3. Cloned children would unavoidably be raised "in the shadow" of their nuclear donor, in a way that would strongly tend to constrain individual psychological and social development.
4. Reproductive cloning is inherently unsafe. At least 95% of mammalian cloning experiments have resulted in failures in the form of miscarriages, stillbirths, and life-threatening anomalies; some experts believe no clones are fully healthy. The technique could not be developed in humans without putting the physical safety of the clones and the women who bear them at grave risk.
5. If reproductive cloning is permitted to happen and becomes accepted, it is difficult to see how any other dangerous applications of genetic engineering technology could be proscribed.
Rebuttals to Arguments Against Reproductive Cloning
1 and 2. This will be true only if we allow it to be true. There is no reason that individuals and society can't learn to embrace human clones as just one more element of human diversity and creativity.
3. The problem of "expectations" is hardly unique to cloned children. Most parents learn to communicate their expectations about their children in a moderate and ultimately positive way.
4. Every medical technology carries with it a degree of risk. Cloning techniques will eventually be perfected in mammals and will then be suitable for human trials.
5. Human society can accept or reject any proposed technology on its own merits.
Arguments in Favor of Reproductive Cloning
1. Reproductive cloning can provide genetically related children for people who cannot be helped by other fertility treatments (i.e., who do not produce eggs or sperm).
2. Reproductive cloning would allow lesbians to have a child without having to use donor sperm, and gay men to have a child that does not have genes derived from an egg donor (though, of course, a surrogate would have to carry the pregnancy).

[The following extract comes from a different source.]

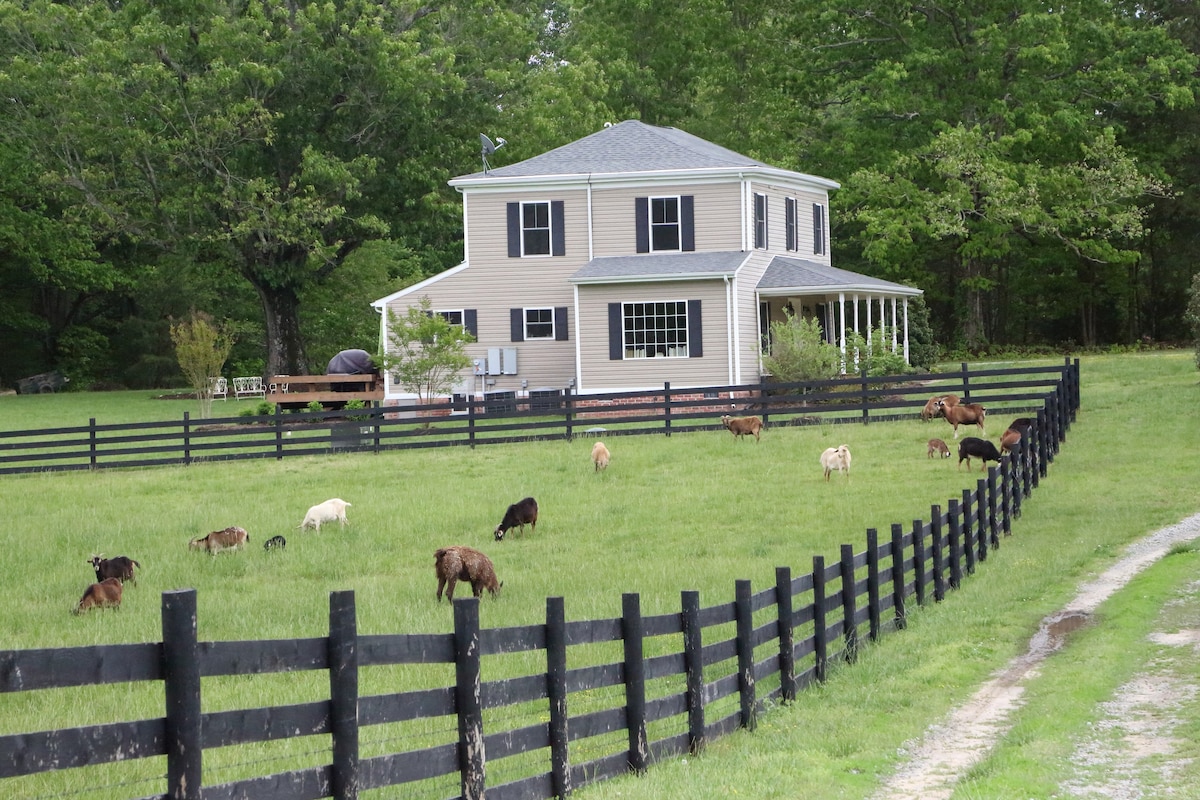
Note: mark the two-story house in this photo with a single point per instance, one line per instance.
(642, 254)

3. Reproductive cloning could allow parents of a child who has died to seek redress for their loss.
4. Cloning is a reproductive right, and should be allowed once it is judged to be no less safe than natural reproduction.

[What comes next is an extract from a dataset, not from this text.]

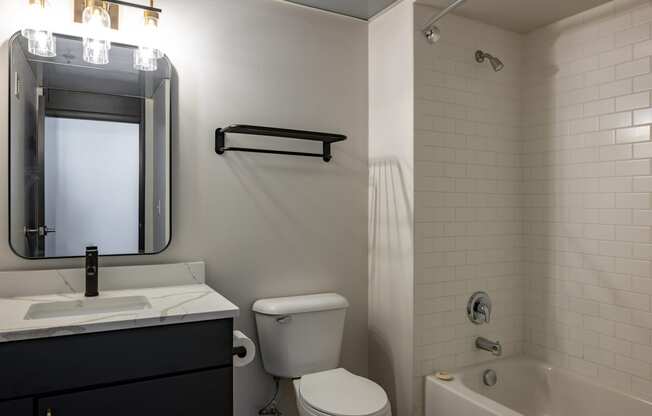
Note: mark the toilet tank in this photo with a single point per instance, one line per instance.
(300, 335)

Rebuttals to Arguments in Favor of Reproductive Cloning
1. The number of men and women who do not produce eggs or sperm at all is very small, and has been greatly reduced by modern assisted-reproduction techniques. If cloning could be perfected and used for this limited group, it would be all but impossible to prevent its use from spreading. Further, this argument appropriates the phrase "genetically related" to embrace a condition that has never before occurred in human history, one which abolishes the genetic variations that have always existed between parent and child.
2. Even if cloning were safe, it would be impossible to allow reproductive cloning for lesbians or gay men without making it generally available to all. Policy and social changes that protect lesbian and gay families are a much more pressing need.
3. Throughout history, parents who have lost children have grieved and sought consolation from family and community. "Replacing" the deceased child by cloning degrades and dehumanizes the child, its replacement, and all of us.
4. Rights are socially negotiated, and no "right" to clone oneself has ever been established. Furthermore, there is an immense difference between a woman's desire to terminate an unwanted pregnancy and the desire to create a genetic duplicate of another person. There is no inconsistency between supporting the former and opposing the latter.
Most advocates of human cloning also advocate the genetic modification of the human species. Human cloning is a blunt form of eugenics-it "copies" an existing genome-while inheritable genetic modification allows the creation of "designer babies" through manipulation of individual genes. But cloning technologies are needed if inheritable genetic modification is to become commercially practicable. This is the deeper and more far-reaching motivation behind much of the advocacy of human cloning.
The Center for Genetics and Society believes that when all the arguments are considered together the case for allowing human cloning is not compelling, and that the harms of doing so are great.